Frunció el ceño y señaló hacia su enorme falda.
—No sé cómo.
Sacudí la cabeza y le di otro sorbo al agua, dejando que mi risa se escapara dentro del vaso, lo que a Em no le pasó inadvertido.
En lugar de dejar que su puño se hundiera en mi brazo otra vez, lo agarré al aire con mi enorme mano y lo sostuve durante una fracción de segundo, que se hizo demasiado largo. Una sombra alargada se proyectó por encima de la mesa.
—Eh, chicos.
Michael.
Em se zafó de mí, dio media vuelta y se puso de puntillas para recibir a Michael con un beso. La luz que nos envolvía palideció un instante y se me revolvió el estómago. Me quedé contemplando fijamente el mantel mientras la ira me recorría el pecho hasta la punta de los dedos. Desde que eran novios, los efectos colaterales de la explosión de chispas cuando se veían habían comenzado a ser un problema. Me aseguré de que mis potenciales fuentes eléctricas estuvieran conectadas a un protector de tensión adecuado. Todavía no había encontrado una manera de protegerme a mí mismo.

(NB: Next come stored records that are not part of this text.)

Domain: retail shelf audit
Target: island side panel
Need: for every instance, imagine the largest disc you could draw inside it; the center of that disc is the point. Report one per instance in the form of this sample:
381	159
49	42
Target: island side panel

En cuanto las luces dejaron de parpadear, sentí una comunicación interna. Capté a Emerson imitando un movimiento de succión, con la mano envuelta alrededor de una botella imaginaria.
—Bueno, pues… —dijo ella. Michael, intentando emular a Rhett Butler con su vestimenta, le hizo un gesto para que se sentara. Ella se miró la falda y negó con la cabeza—. Kaleb se ha tomado demasiado en serio lo de ir de pirata, ya te imaginas. Su obsesión con el ron.
—No he bebido ron —repliqué—. He bebido bourbon. Estaba en mi guantera.
Michael se dejó caer en el banco, delante de mí, y se inclinó hacia delante, bajando la voz para hablarme.
—¿Bebiendo, conduciendo y con una botella encima?
—Escúchame, Clark Gable. No he estado bebiendo y conduciendo. No he bebido hasta que no he llegado aquí, y la botella ya no la llevo encima porque me la he bebido toda. Y la he llevado a reciclar.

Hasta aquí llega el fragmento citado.